The movie trailers make it clear, though, that Eat, Pray, Love is a celebration, not a pity-wallow. So I'm reading it. And if ever there were an antidote for Didion's hopelessness, this is it.
Elizabeth Gilbert deals with weighty subjects, but the woman is hilarious. In real life we'd probably start shouting at each other within five minutes of meeting -- our politics are polar opposites -- but I love her on the page. Possibly because of the journey she chronicles in the book, she has a wonderful sense of the ridiculousness of her own existence, the insanity of taking herself and her life as seriously as we all tend to do most of the time. It's downright refreshing. But it's not just her outlook that entertains. It's the way she expresses it, the fresh similes and memorable images she uses to sear her truths onto the reader's brain. Her voice comes through, loud and clear, insecure yet brash, on each and every page.
As a novelist, I struggled long and hard to put my finger on that elusive must-have known as voice. Ask an editor to give you an example of voice, and it's likely she'll point you to a story full of dialect. But dialect is not voice; for someone grappling with what voice is, finding it in a book full of dialect is an exercise in futility. In memoir, though, nothing stands in the way. The writer doesn't have to be anyone other than who they are, so their personality is free to come out on the page, unfettered and true. I've never read a better, more in-your-face example of voice than Gilbert's. So if you're a writer who struggles to understand what voice is, read Eat, Pray, Love. I guarantee you'll finally hear it and know, on a gut level you'll never forget, what it is.

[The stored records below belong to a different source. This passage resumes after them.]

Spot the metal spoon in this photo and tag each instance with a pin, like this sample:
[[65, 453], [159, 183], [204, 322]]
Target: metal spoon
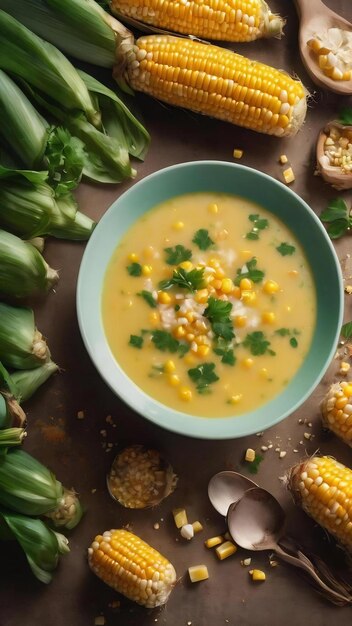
[[316, 18], [256, 522]]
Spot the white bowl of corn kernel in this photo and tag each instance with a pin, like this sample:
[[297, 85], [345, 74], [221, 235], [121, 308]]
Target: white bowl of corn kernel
[[210, 299]]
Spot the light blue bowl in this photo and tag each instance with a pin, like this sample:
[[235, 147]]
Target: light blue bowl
[[215, 176]]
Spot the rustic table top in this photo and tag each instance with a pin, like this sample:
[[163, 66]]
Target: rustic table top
[[78, 452]]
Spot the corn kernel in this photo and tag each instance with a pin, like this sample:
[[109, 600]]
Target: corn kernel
[[227, 285], [198, 573], [169, 366], [147, 270], [270, 287], [185, 394], [268, 317], [164, 297], [213, 541]]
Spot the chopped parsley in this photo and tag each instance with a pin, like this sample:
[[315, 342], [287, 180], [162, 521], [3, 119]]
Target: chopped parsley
[[203, 375], [259, 223], [135, 269], [285, 249], [191, 281], [257, 343], [178, 254], [148, 297], [136, 341], [252, 272], [202, 239]]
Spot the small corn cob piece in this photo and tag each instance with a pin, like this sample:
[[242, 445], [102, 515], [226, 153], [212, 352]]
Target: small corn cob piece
[[214, 81], [323, 488], [132, 567], [336, 410], [225, 20]]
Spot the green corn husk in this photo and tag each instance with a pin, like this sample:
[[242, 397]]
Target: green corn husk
[[27, 382], [23, 270], [27, 56], [41, 545], [22, 346]]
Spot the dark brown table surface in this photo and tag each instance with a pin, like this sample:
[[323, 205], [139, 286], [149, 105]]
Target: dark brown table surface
[[78, 452]]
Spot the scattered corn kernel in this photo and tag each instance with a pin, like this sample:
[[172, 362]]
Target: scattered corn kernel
[[198, 573], [180, 517], [288, 175], [213, 541], [250, 455], [225, 550]]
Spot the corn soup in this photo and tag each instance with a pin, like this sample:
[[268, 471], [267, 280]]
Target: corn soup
[[209, 304]]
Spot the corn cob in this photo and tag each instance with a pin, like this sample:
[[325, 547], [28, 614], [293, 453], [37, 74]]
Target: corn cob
[[336, 410], [226, 20], [132, 567], [323, 488]]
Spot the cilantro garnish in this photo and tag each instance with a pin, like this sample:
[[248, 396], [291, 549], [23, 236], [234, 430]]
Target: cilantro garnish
[[177, 255], [203, 375], [259, 223], [185, 280], [148, 297], [136, 341], [202, 239], [255, 275], [257, 343], [135, 269], [218, 312], [285, 249], [338, 217]]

The challenge, once you instinctively know what voice is, comes in how to translate that understanding into fiction. Fiction is filled with many voices. Each character's must be unique. Yet, like a haunting melody that is almost -- but not quite -- beyond the reach of hearing, the author's voice must underpin each one. It's the musical staff on which the notes that form the characters' melodies hang. Take it away, and the whole symphony falls flat.
Voice has many expressions. It comes out in word choice, sentence structure, in simile and metaphor, in the cadence of a paragraph, a chapter, a novel. I've discovered, however, that my voice is clearest, strongest, most alive and memorable when the theme of my story is firmly fixed in my mind as I write.
For a long time, I didn't think my stories had themes. But the more I concentrated on character over plot, the more my themes began to emerge. Theme is especially evident in Guns and Gardenias (recently renamed Traitor to Love). In fact, it reared up and slapped me in the face about halfway through the first draft.
At its most basic, the novel's theme revolves around the tension between duty and honor and the fact that, although we tend to think of them as one and the same, they are often in conflict. In Traitor to Love, the conflicts between duty and honor play out in the crucible of family loyalties. One lead character is blindly devoted to family; the other is on a vengeance quest sparked by a family member's betrayal. Each muddles duty with honor, and each must learn the difference to find their way and claim their happiness.
Looking back at my previous works, I now see that the tension between duty and honor surfaces again and again, but is never fully developed. Why this subject interests me above all others, I'm not quite sure. But now that I know it does, I'm actively working to explore what it means -- to me, to my characters, and to my stories.
I don't think it's coincidence that this novel, where the theme is so strong and clear, marks the first time my work has been recognized for voice. I still have the scoresheet from the contest where a judge singled out the novel's voice for praise for the very first time. When I read her comment, my immediate thought was: I have a voice? When did that happen? In mulling the question, the link between theme and voice at last became clear.
Voice is now a strength noted by virtually every judge in every contest I enter. Ironically, I still can't hear voice in my own work; I suspect I never will. Perhaps no fiction writer can. I've come to realize, though, that at its core, my voice is who I am, what I believe, the value map by which I find my way in this maze we call life. Most of us are too close to the trees of daily existence to see the forest, too close to ourselves to know who we really are (or too insecure to feel comfortable expressing it). But after years of searching, my personal belief is that to find your voice, you must first discover what you believe in deeply -- your personal theme -- and then sing that song without fear or apology.
What is the key to voice for you? Do you hear it in your own work, or only in the works of others? Please extend and deepen the discussion by sharing your thoughts, strategies and questions, along with your best examples of voices you love.